Si sono costituite le Amministrazioni intimate chiedendo il rigetto del ricorso.
Con decreto inaudita altera parte e con la successiva ordinanza n. 935 del 20 dicembre 2012 questo Tribunale ha accolto l’istanza cautelare fino alla camera di consiglio del 23 gennaio 2013, ordinando al contempo alla Prefettura di Roma di depositare in giudizio entro quindici giorni dalla pubblicazione dell˜ordinanza copia del verbale del Gruppo Ispettivo Antimafia in data 11 ottobre 2012 onde verificare la sussistenza di situazioni idonee a dal luogo ad infiltrazioni mafiose nella gestione delle imprese interessate; con la successiva ordinanza n. 53 del 24 gennaio 2013 il Tribunale ha respinto l’istanza di sospensione dei provvedimenti impugnati, rilevando che le società  consorziate E. e L.T.E., gestite di fatto da D. P. G., sono state utilizzate per operazioni di riciclaggio, come risultante dalla sentenza della Corte di Cassazione n. ……, che ha confermato il sequestro preventivo disposto dal Tribunale di Roma.

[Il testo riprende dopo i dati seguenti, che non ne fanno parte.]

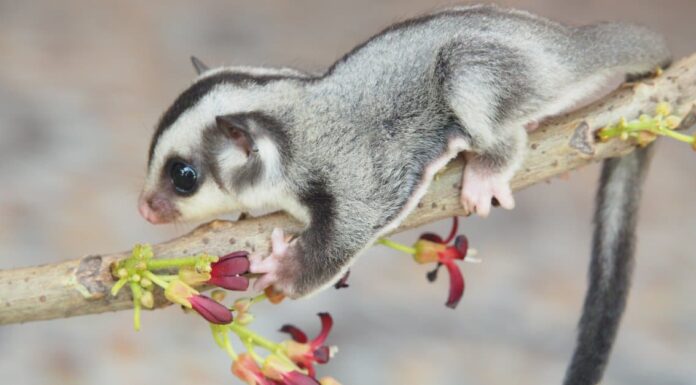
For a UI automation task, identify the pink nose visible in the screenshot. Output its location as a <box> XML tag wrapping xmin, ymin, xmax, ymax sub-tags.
<box><xmin>138</xmin><ymin>196</ymin><xmax>164</xmax><ymax>225</ymax></box>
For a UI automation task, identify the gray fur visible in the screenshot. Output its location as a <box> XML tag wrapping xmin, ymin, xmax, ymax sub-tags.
<box><xmin>564</xmin><ymin>148</ymin><xmax>651</xmax><ymax>385</ymax></box>
<box><xmin>144</xmin><ymin>6</ymin><xmax>670</xmax><ymax>385</ymax></box>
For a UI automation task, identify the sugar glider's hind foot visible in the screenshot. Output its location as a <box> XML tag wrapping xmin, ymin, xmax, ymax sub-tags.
<box><xmin>460</xmin><ymin>165</ymin><xmax>515</xmax><ymax>218</ymax></box>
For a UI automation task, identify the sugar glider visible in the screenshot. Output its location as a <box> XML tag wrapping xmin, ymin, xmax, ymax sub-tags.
<box><xmin>139</xmin><ymin>6</ymin><xmax>670</xmax><ymax>385</ymax></box>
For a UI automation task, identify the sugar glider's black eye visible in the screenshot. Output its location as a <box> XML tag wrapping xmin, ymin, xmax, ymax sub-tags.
<box><xmin>169</xmin><ymin>161</ymin><xmax>198</xmax><ymax>195</ymax></box>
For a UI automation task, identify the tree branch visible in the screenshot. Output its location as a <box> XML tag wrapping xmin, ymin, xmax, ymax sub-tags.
<box><xmin>0</xmin><ymin>54</ymin><xmax>696</xmax><ymax>324</ymax></box>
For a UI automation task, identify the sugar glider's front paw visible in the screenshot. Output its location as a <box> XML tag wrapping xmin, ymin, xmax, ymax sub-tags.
<box><xmin>249</xmin><ymin>228</ymin><xmax>297</xmax><ymax>297</ymax></box>
<box><xmin>460</xmin><ymin>166</ymin><xmax>515</xmax><ymax>217</ymax></box>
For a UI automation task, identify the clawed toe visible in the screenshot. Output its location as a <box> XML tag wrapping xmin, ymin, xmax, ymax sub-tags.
<box><xmin>249</xmin><ymin>229</ymin><xmax>288</xmax><ymax>290</ymax></box>
<box><xmin>461</xmin><ymin>167</ymin><xmax>515</xmax><ymax>218</ymax></box>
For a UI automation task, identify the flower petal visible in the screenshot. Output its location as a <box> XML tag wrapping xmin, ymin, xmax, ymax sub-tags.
<box><xmin>310</xmin><ymin>313</ymin><xmax>333</xmax><ymax>349</ymax></box>
<box><xmin>418</xmin><ymin>233</ymin><xmax>444</xmax><ymax>243</ymax></box>
<box><xmin>188</xmin><ymin>294</ymin><xmax>232</xmax><ymax>325</ymax></box>
<box><xmin>425</xmin><ymin>262</ymin><xmax>442</xmax><ymax>282</ymax></box>
<box><xmin>208</xmin><ymin>275</ymin><xmax>249</xmax><ymax>291</ymax></box>
<box><xmin>232</xmin><ymin>353</ymin><xmax>274</xmax><ymax>385</ymax></box>
<box><xmin>454</xmin><ymin>235</ymin><xmax>469</xmax><ymax>259</ymax></box>
<box><xmin>210</xmin><ymin>251</ymin><xmax>249</xmax><ymax>276</ymax></box>
<box><xmin>314</xmin><ymin>346</ymin><xmax>331</xmax><ymax>364</ymax></box>
<box><xmin>444</xmin><ymin>260</ymin><xmax>464</xmax><ymax>309</ymax></box>
<box><xmin>282</xmin><ymin>370</ymin><xmax>321</xmax><ymax>385</ymax></box>
<box><xmin>280</xmin><ymin>324</ymin><xmax>309</xmax><ymax>344</ymax></box>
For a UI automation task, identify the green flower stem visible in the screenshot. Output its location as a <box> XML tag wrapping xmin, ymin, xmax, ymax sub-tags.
<box><xmin>147</xmin><ymin>256</ymin><xmax>200</xmax><ymax>270</ymax></box>
<box><xmin>222</xmin><ymin>333</ymin><xmax>237</xmax><ymax>361</ymax></box>
<box><xmin>377</xmin><ymin>238</ymin><xmax>416</xmax><ymax>255</ymax></box>
<box><xmin>251</xmin><ymin>293</ymin><xmax>268</xmax><ymax>305</ymax></box>
<box><xmin>240</xmin><ymin>337</ymin><xmax>263</xmax><ymax>365</ymax></box>
<box><xmin>157</xmin><ymin>274</ymin><xmax>179</xmax><ymax>281</ymax></box>
<box><xmin>143</xmin><ymin>271</ymin><xmax>169</xmax><ymax>289</ymax></box>
<box><xmin>130</xmin><ymin>282</ymin><xmax>143</xmax><ymax>331</ymax></box>
<box><xmin>660</xmin><ymin>128</ymin><xmax>696</xmax><ymax>143</ymax></box>
<box><xmin>228</xmin><ymin>322</ymin><xmax>281</xmax><ymax>353</ymax></box>
<box><xmin>111</xmin><ymin>277</ymin><xmax>129</xmax><ymax>296</ymax></box>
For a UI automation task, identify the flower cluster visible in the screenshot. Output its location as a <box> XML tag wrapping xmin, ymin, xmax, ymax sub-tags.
<box><xmin>111</xmin><ymin>245</ymin><xmax>340</xmax><ymax>385</ymax></box>
<box><xmin>227</xmin><ymin>313</ymin><xmax>339</xmax><ymax>385</ymax></box>
<box><xmin>111</xmin><ymin>217</ymin><xmax>474</xmax><ymax>385</ymax></box>
<box><xmin>379</xmin><ymin>217</ymin><xmax>478</xmax><ymax>309</ymax></box>
<box><xmin>111</xmin><ymin>245</ymin><xmax>249</xmax><ymax>330</ymax></box>
<box><xmin>597</xmin><ymin>102</ymin><xmax>696</xmax><ymax>151</ymax></box>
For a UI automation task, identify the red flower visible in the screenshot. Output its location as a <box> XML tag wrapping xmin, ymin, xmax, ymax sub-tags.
<box><xmin>280</xmin><ymin>313</ymin><xmax>333</xmax><ymax>377</ymax></box>
<box><xmin>164</xmin><ymin>279</ymin><xmax>232</xmax><ymax>325</ymax></box>
<box><xmin>188</xmin><ymin>294</ymin><xmax>232</xmax><ymax>325</ymax></box>
<box><xmin>232</xmin><ymin>353</ymin><xmax>320</xmax><ymax>385</ymax></box>
<box><xmin>414</xmin><ymin>217</ymin><xmax>469</xmax><ymax>309</ymax></box>
<box><xmin>232</xmin><ymin>353</ymin><xmax>275</xmax><ymax>385</ymax></box>
<box><xmin>208</xmin><ymin>251</ymin><xmax>249</xmax><ymax>291</ymax></box>
<box><xmin>280</xmin><ymin>370</ymin><xmax>321</xmax><ymax>385</ymax></box>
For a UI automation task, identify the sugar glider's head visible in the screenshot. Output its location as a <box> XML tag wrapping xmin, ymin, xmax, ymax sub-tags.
<box><xmin>138</xmin><ymin>59</ymin><xmax>296</xmax><ymax>223</ymax></box>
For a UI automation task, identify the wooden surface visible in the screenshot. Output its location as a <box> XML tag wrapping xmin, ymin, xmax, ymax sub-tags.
<box><xmin>0</xmin><ymin>55</ymin><xmax>696</xmax><ymax>324</ymax></box>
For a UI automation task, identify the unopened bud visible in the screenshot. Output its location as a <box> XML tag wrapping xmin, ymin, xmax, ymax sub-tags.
<box><xmin>210</xmin><ymin>290</ymin><xmax>226</xmax><ymax>302</ymax></box>
<box><xmin>140</xmin><ymin>291</ymin><xmax>155</xmax><ymax>309</ymax></box>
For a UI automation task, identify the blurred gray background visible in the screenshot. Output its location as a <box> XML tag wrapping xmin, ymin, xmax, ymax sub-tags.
<box><xmin>0</xmin><ymin>0</ymin><xmax>696</xmax><ymax>385</ymax></box>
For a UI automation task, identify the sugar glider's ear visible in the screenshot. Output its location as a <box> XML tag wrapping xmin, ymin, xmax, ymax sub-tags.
<box><xmin>215</xmin><ymin>115</ymin><xmax>259</xmax><ymax>156</ymax></box>
<box><xmin>191</xmin><ymin>56</ymin><xmax>210</xmax><ymax>75</ymax></box>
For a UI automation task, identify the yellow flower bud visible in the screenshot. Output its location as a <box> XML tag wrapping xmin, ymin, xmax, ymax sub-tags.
<box><xmin>636</xmin><ymin>131</ymin><xmax>657</xmax><ymax>147</ymax></box>
<box><xmin>210</xmin><ymin>290</ymin><xmax>226</xmax><ymax>302</ymax></box>
<box><xmin>179</xmin><ymin>266</ymin><xmax>210</xmax><ymax>286</ymax></box>
<box><xmin>232</xmin><ymin>298</ymin><xmax>251</xmax><ymax>313</ymax></box>
<box><xmin>164</xmin><ymin>279</ymin><xmax>198</xmax><ymax>309</ymax></box>
<box><xmin>413</xmin><ymin>239</ymin><xmax>447</xmax><ymax>264</ymax></box>
<box><xmin>319</xmin><ymin>377</ymin><xmax>341</xmax><ymax>385</ymax></box>
<box><xmin>655</xmin><ymin>102</ymin><xmax>672</xmax><ymax>116</ymax></box>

I ricorrenti hanno poi depositato motivi integrativi a seguito del deposito del verbale del Gruppo Ispettivo Antimafia dell’11 ottobre 2012 prodotto dalla Prefettura di Roma, deducendo:
1. eccesso di potere, violazione dell’art. 10, commi 7 e 8, D.P.R. 252/98, in quanto la pronuncia citata della Cassazione aveva ad oggetto unicamente le misure cautelari;
2. eccesso di potere, violazione dell’art. 10, commi 7 e 8, D.P.R. 252/98 sotto altro profilo;
3. violazione del principio di tipicità  degli atti amministrativi, in relazione all’art. 10, comma 7, lett. c) del D.P.R. 252/98;
4. sotto altro profilo, difetto di motivazione e violazione dell’art. 11 D.P.R. 252/98.

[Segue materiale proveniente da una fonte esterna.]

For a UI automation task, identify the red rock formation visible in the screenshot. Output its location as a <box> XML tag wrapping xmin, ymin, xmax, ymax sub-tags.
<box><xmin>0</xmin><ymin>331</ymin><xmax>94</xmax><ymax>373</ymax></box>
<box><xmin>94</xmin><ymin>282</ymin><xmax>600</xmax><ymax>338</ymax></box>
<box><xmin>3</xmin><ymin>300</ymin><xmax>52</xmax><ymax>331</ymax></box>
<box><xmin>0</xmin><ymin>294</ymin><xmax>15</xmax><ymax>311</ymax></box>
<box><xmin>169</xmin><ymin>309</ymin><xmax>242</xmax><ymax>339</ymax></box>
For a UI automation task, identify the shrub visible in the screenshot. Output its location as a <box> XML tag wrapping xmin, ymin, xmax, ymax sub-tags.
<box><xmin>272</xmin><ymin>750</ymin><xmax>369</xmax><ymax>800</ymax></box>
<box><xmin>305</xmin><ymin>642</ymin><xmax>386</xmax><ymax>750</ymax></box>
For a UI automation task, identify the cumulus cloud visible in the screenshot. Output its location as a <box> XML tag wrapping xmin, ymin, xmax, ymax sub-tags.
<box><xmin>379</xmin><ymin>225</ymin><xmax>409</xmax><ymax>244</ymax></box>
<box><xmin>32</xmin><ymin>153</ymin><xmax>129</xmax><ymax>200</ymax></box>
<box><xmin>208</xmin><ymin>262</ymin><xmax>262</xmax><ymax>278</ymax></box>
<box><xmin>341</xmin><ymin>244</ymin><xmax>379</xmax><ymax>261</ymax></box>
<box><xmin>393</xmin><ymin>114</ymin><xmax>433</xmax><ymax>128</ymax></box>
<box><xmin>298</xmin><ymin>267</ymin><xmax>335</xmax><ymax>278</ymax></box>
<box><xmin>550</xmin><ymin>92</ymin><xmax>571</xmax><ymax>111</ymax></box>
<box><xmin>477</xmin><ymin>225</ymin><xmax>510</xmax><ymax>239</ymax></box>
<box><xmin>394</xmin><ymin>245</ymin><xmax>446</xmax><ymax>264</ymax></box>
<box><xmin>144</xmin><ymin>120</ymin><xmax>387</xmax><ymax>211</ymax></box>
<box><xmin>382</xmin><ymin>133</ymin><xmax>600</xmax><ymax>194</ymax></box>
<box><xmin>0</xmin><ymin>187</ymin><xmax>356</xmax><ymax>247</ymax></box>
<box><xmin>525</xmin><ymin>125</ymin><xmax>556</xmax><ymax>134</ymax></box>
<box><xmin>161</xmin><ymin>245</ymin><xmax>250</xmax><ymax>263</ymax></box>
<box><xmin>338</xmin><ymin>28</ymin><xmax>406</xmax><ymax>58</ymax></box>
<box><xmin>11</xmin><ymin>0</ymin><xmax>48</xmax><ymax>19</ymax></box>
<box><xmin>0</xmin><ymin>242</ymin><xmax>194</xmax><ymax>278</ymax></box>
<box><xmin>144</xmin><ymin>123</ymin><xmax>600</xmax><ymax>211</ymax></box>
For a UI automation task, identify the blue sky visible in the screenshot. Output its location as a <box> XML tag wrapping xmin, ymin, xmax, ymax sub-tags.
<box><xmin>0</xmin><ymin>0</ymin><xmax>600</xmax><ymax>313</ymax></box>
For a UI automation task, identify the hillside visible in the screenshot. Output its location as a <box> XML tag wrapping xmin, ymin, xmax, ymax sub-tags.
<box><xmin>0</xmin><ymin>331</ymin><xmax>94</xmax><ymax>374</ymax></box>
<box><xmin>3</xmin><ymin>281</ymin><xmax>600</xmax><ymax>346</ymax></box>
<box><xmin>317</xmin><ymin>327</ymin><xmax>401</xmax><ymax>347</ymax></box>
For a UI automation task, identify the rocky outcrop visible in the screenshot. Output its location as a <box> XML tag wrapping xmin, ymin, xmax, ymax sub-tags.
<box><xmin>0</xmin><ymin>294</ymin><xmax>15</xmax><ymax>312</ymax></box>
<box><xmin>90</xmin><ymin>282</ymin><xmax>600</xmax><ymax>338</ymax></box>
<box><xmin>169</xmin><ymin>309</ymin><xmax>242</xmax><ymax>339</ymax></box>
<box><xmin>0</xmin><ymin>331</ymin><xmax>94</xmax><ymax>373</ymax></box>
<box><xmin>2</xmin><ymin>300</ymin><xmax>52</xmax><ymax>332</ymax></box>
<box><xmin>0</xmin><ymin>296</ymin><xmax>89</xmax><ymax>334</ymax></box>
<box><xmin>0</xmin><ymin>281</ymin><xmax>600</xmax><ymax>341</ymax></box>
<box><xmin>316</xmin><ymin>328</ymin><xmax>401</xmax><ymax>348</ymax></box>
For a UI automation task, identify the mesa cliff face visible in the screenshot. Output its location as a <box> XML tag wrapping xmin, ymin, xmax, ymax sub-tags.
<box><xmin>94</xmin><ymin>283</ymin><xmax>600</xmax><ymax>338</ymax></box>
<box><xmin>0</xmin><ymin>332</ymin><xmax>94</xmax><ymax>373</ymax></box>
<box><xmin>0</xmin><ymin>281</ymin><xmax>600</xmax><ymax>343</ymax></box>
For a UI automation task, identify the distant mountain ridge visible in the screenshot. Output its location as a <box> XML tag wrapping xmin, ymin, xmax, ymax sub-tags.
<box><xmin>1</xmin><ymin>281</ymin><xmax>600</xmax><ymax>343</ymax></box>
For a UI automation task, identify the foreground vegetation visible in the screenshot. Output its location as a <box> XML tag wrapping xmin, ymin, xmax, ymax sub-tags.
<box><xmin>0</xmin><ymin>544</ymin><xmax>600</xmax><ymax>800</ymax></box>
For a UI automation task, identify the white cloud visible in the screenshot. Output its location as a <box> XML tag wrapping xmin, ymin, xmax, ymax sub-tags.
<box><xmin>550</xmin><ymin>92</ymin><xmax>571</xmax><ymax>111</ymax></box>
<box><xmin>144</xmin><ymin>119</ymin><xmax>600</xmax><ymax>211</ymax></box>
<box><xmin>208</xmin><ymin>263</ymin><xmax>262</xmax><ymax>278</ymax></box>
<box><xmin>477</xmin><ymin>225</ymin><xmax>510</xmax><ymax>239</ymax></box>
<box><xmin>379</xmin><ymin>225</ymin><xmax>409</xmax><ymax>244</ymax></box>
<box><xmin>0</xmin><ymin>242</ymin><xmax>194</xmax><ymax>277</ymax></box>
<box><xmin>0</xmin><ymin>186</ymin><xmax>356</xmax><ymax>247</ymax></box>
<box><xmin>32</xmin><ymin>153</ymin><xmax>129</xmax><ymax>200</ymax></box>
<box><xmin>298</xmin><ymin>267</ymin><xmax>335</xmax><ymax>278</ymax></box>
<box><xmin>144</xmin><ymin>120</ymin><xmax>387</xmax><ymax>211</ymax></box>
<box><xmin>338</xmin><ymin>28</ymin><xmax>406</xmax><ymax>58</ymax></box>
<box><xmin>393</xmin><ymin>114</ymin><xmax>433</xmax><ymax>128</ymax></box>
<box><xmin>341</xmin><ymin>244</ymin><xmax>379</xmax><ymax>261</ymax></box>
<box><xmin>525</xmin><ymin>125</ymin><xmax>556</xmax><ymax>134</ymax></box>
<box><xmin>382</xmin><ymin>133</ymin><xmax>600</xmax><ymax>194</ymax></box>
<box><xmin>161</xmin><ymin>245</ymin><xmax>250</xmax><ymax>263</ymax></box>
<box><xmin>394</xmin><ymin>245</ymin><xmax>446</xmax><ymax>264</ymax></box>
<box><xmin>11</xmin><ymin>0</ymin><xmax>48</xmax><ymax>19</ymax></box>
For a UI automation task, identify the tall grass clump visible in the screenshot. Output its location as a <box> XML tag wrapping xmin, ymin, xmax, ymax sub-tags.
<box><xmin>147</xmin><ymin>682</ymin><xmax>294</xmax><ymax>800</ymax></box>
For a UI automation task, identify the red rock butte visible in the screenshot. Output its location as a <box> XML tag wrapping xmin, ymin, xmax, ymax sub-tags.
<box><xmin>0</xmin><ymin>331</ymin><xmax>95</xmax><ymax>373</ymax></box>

Alla pubblica udienza del 3 luglio 2013 il ricorso è stato trattenuto in decisione.
Il ricorso deve essere respinto in quanto infondato.
In primo luogo, va disattesa la prima censura, afferente la violazione dell’art. 7 della L. n. 241 del 1990 e il difetto di partecipazione procedimentale. Sul punto è sufficiente richiamare il pacifico indirizzo giurisprudenziale, dal quale non si ravvisano ragioni per discostarsi, secondo cui non è configurabile alcuna necessità  del previo intervento della comunicazione di avvio del procedimento in occasione dell’emissione di provvedimenti relativi alle informative prefettizie, poichè nella specie si tratta di procedimenti in materia di tutela antimafia, come tali caratterizzati intrinsecamente da riservatezza ed urgenza (cfr. T.A.R. Campania, Sez. I, 4.2.2013, n. 703 e 7.3.2012, n. 1153; Consiglio di Stato, Sez. VI, 29.2.2008, n. 756; Consiglio di Stato, Sez. V, 12.6.2007, n. 3126 e 28.2.2006, n. 851).

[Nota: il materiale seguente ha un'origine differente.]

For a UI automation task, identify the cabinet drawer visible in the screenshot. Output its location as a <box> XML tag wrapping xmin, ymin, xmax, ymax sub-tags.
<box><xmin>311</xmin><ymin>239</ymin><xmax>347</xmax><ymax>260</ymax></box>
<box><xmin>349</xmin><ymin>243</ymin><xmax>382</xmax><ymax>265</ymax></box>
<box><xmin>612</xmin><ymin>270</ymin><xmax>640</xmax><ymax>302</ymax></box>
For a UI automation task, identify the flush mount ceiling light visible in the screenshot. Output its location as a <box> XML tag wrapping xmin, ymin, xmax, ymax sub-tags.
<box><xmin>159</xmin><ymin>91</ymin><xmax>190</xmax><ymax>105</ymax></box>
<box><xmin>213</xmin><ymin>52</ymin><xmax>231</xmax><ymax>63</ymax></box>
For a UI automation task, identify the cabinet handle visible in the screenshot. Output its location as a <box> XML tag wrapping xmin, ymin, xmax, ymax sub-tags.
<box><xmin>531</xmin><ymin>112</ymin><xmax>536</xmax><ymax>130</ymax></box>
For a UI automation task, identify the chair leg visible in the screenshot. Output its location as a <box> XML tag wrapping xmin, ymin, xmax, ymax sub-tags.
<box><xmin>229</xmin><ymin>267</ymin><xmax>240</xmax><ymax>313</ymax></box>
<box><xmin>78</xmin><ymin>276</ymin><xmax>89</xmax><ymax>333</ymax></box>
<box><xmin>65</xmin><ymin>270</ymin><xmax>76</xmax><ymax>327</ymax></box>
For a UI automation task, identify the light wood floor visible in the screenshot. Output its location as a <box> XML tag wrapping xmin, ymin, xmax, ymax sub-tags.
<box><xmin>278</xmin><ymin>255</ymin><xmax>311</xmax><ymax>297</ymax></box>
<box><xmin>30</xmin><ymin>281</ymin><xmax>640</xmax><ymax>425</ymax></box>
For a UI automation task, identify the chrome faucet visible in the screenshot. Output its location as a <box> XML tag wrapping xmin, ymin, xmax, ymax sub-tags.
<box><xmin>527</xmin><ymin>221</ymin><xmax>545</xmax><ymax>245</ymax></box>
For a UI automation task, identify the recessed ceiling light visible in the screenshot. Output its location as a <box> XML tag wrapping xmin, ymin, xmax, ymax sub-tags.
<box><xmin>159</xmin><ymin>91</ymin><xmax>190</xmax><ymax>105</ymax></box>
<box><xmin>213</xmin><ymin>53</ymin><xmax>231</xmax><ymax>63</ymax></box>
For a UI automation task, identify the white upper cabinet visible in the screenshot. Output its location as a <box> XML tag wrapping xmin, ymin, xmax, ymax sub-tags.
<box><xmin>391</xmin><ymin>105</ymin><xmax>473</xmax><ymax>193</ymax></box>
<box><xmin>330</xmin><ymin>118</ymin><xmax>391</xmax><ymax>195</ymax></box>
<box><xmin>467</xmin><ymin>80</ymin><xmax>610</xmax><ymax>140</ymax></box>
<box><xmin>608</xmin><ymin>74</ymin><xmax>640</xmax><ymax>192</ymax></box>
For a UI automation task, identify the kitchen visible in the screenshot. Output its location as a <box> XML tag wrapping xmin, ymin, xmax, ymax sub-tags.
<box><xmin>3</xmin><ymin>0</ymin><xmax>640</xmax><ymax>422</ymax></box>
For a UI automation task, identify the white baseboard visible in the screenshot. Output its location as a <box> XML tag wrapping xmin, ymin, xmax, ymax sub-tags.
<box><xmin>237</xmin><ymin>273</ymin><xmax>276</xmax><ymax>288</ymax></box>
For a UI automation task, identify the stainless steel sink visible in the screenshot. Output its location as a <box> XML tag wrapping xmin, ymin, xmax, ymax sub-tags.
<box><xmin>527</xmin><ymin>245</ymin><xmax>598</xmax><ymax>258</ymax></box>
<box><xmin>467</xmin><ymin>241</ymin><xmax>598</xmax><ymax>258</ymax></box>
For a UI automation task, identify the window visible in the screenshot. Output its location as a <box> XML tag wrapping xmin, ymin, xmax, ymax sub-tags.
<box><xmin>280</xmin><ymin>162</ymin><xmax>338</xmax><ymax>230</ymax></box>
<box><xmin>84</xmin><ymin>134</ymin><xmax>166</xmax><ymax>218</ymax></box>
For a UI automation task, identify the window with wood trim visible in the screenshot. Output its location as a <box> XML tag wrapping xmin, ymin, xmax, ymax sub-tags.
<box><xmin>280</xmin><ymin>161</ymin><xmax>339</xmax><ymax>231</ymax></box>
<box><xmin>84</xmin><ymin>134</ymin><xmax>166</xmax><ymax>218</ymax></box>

Si palesano infondate anche le doglianze con le quali sono stati dedotti, con il secondo motivo, i vizi di difetto di istruttoria e di motivazione nei confronti dell’operato della stazione appaltante.
Come chiarito dalla giurisprudenza, l’informativa dalla quale emergano elementi relativi ad infiltrazioni mafiose, resa in base all’art. 4 del D. Lgs. n. 490 del 1994 ed all’art. 10 del D.P.R. n. 252 del 1998 – come nel caso di specie – ha carattere vincolante per le stazioni appaltanti ed automatica efficacia interdittiva in ordine alla capacità  della pubblica amministrazione a negoziare con il soggetto interessato, a differenza dell’informativa c.d. atipica (emessa ex art. 1septies del d. l. n. 629 del 6 settembre 1982, convertito nella legge 12 ottobre 1982, n. 726, aggiunto dall’art. 2 della legge 15 novembre 1988, n. 486), in cui invece l’amministrazione destinataria conserva la potestà  discrezionale di valutare autonomamente le informazioni ricevute. Infatti, in presenza di un’informativa cd. tipica, il sistema normativo non offre alle stazioni appaltanti strumenti e capacità  per apprezzare la correttezza e la rilevanza “antimafia” degli elementi e delle indicazioni fornite dalla Prefettura, alla quale spettano le funzioni connesse alla classificazione, analisi, elaborazione e valutazione delle notizie e dei dati specificamente attinenti ai fenomeni di tipo mafioso (T.A.R. Campania, Napoli, sez. I, 4 febbraio 2013, n. 703).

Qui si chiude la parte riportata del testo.